The minimum viable test suite for a booking agent:
- Unit tests: each state machine transition, each webhook handler, each slot-formatting function. Jest or pytest with mocked external calls.
- Integration tests: end-to-end booking path with a real (sandboxed) Cal.com and HubSpot. Catches schema drift and API key rotation issues.
- Conversation replay tests: a library of 20–30 transcripts covering the main call paths (positive booking, neutral, objection, wrong party, voicemail, handoff). Run the LLM against each transcript and assert the expected state transition. Catches prompt regressions before they reach production.
- Load tests: simulate 50 concurrent calls to validate Redis TTL settings, Postgres connection pool sizing, and Twilio rate limits don't create bottlenecks at peak campaign volume.
The grading system for production calls — the QA scorecard that tracks consent, clarity, and booking rate across hundreds of live calls — is covered in detail in the Voice Agent QA Scorecards guide.
What Changed in 2025–2026
Sub-second latency is now achievable. ElevenLabs Flash, Deepgram Nova-2 streaming, and GPT-4o-mini's sub-300ms first-token time combine to deliver natural-feeling conversations below 1 second in optimal conditions. Two years ago, 1.8–2.5 seconds was the realistic floor. The quality gap between AI and human voice has effectively closed for qualification calls — prospects on cold outbound no longer reliably detect the agent as AI.

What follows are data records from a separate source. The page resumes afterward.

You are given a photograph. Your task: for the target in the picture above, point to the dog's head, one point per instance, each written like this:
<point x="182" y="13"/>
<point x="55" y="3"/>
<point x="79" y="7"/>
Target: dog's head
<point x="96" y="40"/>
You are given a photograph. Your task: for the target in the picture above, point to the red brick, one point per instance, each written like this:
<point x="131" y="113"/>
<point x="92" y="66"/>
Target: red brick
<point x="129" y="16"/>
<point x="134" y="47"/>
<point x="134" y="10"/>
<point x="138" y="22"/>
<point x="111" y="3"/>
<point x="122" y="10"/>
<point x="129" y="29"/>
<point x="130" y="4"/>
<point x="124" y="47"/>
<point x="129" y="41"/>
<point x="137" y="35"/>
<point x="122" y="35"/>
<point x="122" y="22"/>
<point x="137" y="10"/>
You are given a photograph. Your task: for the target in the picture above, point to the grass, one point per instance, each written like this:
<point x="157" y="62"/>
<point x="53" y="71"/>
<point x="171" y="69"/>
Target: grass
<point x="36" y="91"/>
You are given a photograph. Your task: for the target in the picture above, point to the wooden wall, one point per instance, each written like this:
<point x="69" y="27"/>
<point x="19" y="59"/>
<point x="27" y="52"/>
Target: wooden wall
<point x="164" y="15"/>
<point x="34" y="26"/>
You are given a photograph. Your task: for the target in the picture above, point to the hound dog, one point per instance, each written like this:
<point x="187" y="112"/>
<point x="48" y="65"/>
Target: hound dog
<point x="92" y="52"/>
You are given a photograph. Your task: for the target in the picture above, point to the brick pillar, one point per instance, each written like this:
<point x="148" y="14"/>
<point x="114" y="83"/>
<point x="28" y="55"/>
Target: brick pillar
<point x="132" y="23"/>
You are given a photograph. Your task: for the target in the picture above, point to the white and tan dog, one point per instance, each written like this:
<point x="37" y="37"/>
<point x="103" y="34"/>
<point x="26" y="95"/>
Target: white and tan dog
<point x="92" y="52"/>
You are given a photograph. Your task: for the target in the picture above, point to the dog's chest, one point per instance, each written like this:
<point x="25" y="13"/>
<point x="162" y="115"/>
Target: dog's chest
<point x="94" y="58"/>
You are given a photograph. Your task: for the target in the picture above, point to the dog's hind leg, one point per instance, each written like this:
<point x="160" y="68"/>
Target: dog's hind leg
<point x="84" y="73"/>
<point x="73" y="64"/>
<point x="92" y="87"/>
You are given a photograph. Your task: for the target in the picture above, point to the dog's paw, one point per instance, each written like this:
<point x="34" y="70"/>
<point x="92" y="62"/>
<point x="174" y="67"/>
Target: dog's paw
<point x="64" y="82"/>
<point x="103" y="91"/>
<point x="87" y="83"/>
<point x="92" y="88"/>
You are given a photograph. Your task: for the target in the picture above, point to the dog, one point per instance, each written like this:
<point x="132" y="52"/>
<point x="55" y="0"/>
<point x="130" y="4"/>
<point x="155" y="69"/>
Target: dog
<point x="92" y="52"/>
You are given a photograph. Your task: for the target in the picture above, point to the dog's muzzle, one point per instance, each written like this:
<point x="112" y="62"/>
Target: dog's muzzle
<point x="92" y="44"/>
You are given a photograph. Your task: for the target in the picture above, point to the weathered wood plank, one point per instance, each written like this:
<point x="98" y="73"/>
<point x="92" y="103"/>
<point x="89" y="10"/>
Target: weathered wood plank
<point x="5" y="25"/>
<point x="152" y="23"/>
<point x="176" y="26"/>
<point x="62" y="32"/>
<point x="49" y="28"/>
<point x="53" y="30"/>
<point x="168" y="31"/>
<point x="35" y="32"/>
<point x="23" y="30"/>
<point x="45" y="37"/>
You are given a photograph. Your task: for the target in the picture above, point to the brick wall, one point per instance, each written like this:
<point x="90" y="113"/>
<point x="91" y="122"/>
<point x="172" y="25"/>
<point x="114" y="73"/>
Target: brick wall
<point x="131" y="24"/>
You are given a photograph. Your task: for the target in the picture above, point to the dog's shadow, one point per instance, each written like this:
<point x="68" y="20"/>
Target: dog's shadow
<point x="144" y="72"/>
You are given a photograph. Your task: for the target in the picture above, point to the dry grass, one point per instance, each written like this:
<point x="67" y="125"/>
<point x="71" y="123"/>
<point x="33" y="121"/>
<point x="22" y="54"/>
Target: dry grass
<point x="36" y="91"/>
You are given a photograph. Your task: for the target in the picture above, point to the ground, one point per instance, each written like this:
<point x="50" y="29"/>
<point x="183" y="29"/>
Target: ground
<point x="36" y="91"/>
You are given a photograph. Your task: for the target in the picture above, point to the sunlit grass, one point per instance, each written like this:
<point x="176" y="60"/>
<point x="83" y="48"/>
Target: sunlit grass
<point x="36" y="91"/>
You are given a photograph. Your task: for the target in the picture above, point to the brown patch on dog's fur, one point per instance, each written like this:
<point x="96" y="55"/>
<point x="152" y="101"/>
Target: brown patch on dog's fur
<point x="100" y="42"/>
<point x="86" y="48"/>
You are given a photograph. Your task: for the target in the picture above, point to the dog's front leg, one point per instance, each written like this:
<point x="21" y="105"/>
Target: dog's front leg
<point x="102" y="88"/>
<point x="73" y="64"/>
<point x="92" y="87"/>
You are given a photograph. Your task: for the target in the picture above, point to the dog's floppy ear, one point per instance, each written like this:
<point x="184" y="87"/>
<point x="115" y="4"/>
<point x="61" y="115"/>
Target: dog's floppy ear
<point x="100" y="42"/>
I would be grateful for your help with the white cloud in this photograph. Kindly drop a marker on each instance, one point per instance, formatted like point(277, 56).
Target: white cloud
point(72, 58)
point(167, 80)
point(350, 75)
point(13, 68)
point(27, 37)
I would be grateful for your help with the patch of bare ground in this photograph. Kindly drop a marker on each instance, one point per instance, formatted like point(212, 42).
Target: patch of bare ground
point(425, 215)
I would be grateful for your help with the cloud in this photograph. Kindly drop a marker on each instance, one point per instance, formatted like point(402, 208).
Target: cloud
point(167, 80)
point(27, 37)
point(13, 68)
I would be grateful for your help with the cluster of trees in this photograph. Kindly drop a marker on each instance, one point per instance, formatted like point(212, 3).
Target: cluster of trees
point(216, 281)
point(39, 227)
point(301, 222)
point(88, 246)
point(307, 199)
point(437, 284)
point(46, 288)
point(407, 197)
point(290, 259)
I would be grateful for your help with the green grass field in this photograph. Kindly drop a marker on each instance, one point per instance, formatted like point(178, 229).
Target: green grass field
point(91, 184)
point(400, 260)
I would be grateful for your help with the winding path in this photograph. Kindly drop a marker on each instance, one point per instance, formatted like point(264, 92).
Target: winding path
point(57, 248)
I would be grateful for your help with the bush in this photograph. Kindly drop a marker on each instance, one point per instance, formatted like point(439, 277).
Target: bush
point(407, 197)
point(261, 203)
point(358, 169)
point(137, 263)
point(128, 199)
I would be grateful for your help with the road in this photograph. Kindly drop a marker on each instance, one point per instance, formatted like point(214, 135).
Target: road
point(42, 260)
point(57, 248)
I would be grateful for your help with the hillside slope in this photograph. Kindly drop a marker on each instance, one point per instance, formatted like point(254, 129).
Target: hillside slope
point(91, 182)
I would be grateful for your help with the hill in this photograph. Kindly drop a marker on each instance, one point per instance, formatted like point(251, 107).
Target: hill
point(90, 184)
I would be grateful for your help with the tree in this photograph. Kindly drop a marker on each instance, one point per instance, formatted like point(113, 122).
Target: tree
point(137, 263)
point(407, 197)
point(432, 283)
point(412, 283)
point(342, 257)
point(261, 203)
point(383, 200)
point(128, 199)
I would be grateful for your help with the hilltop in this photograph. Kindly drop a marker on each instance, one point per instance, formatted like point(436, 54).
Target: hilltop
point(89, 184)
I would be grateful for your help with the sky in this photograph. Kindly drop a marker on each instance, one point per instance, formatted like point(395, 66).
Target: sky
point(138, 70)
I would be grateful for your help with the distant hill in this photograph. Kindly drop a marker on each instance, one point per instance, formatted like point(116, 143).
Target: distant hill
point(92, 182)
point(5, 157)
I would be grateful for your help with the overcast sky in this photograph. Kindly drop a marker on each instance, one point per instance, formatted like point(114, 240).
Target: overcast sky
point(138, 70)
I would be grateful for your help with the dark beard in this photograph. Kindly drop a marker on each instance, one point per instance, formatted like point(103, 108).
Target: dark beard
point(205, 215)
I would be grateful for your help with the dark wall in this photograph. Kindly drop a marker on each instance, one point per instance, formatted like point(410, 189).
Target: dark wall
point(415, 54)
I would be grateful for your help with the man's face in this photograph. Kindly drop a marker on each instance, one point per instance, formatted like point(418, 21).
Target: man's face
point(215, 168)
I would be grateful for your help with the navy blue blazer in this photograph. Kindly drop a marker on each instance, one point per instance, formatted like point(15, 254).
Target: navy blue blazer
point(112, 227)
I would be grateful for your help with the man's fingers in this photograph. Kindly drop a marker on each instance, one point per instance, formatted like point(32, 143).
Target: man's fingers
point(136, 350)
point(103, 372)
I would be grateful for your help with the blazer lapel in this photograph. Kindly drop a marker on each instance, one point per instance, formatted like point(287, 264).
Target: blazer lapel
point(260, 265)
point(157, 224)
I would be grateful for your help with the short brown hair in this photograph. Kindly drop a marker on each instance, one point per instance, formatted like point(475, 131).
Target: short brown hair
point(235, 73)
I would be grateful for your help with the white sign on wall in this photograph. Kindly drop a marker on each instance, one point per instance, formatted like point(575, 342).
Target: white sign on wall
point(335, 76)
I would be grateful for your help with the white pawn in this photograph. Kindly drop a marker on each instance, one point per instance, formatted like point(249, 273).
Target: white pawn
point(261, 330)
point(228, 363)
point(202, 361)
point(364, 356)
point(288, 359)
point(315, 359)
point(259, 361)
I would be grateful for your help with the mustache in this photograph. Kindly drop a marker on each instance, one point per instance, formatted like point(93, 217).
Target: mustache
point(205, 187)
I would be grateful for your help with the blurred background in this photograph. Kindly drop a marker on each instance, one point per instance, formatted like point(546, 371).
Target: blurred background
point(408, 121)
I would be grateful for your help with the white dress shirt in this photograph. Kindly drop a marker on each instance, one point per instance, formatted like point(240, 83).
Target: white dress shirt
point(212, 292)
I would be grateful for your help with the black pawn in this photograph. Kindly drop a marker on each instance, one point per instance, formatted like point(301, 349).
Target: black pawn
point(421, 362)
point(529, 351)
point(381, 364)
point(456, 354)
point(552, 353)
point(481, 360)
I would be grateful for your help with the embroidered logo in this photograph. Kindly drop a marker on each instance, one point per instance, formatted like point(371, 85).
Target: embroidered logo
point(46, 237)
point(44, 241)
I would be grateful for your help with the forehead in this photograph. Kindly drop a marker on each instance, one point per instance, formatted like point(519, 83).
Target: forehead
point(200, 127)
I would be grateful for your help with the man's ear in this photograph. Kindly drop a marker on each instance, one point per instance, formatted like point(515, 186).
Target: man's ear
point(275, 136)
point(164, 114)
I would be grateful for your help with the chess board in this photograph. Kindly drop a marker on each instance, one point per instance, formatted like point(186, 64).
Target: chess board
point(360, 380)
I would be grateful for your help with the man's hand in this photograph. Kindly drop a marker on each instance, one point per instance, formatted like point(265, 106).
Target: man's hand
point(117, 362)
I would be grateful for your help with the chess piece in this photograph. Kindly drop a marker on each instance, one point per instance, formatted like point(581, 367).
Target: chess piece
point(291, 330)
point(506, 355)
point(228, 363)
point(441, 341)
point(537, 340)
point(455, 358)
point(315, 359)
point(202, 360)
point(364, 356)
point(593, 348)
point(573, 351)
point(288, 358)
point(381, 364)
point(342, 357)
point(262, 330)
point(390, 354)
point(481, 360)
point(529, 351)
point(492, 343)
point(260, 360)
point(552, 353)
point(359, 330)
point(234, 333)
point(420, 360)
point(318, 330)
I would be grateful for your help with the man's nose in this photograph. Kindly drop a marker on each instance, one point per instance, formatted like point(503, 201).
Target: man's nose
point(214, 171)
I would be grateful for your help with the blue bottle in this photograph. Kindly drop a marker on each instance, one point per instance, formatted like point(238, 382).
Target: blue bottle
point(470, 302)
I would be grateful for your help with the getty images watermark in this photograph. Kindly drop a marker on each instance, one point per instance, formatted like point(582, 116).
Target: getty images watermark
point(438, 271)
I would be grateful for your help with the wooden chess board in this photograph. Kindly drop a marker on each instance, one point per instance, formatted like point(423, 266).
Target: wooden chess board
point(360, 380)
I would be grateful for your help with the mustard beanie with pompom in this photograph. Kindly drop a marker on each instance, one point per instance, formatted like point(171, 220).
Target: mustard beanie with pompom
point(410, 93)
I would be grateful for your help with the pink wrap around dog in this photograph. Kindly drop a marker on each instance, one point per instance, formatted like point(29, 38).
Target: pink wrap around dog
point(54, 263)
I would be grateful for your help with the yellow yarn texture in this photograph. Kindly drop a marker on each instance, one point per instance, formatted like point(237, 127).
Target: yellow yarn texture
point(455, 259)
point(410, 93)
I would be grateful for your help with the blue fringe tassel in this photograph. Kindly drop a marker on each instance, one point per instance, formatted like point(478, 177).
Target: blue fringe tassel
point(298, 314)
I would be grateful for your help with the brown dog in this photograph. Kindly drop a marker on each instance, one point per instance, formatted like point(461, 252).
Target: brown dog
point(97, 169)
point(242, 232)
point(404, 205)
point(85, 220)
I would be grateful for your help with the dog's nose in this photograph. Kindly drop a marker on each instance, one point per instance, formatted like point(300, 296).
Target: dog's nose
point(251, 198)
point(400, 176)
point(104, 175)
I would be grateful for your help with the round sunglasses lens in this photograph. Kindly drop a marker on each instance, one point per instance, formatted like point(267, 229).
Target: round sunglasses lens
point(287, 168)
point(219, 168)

Managed brokers matured significantly. Retell AI, Vapi, and Bland AI all shipped production-quality barge-in, endpointing, and call recording in 2024–2025. For most SME deployments, the build-vs-buy decision now clearly favours managed brokers — the engineering cost of building the broker layer from scratch is 3–6 weeks versus 1–2 days on a managed platform. The exception is custom telephony integrations (direct SIP trunk, carrier-specific features) or very high volume where per-minute broker costs justify the overhead.
LLM costs dropped 10x. GPT-4o-mini and Claude Haiku now run outbound qualification calls at £0.003–0.008 per call for the LLM layer — well under £0.01 for a 3-minute booking conversation. Total cost of a fully instrumented outbound call (telephony + STT + LLM + TTS + broker) is typically £0.06–0.15 at SME volumes. This makes AI voice agents cost-competitive with human SDR first-touch calls at any scale above a few hundred calls per month.
Voice-RAG became production-viable. The combination of sub-1.6s retrieval from pgvector and streamed LLM generation means a voice agent can answer questions about a specific customer's account, their service history, or a policy document while remaining within conversational latency budgets. This opens up inbound support and account management flows that previously required human agents for anything beyond scripted FAQ responses.
Good / Bad / Ugly
Good. State machine call flows with explicit failure branches. Redis for in-call state, Postgres for the audit trail. Cached TTS for deterministic utterances. Sub-30-token LLM outputs per turn. Barge-in always enabled. Narrow function schemas. Load testing before production launch. QA scorecards from day one.
Bad. Long-form LLM replies in turn. Treating the context window as a state store. AMD settings copied from a blog post without carrier-specific tuning. No endpointing configuration — relying on provider defaults. Shipping without an integration test suite. Webhooks that call external APIs synchronously and add latency to the agent turn.
Ugly. Voicemail false-positives that deliver the full sales pitch to a beep. DTMF misfires that book the wrong slot because the agent heard "two" and the DTMF signal was "3". Timezone mismatches that book a 10am slot in the system but confirm "10am" to a prospect in a different timezone. A Redis TTL shorter than the longest possible call, causing the agent to lose its state mid-conversation. A production deployment with no test harness that nobody dares change after month two.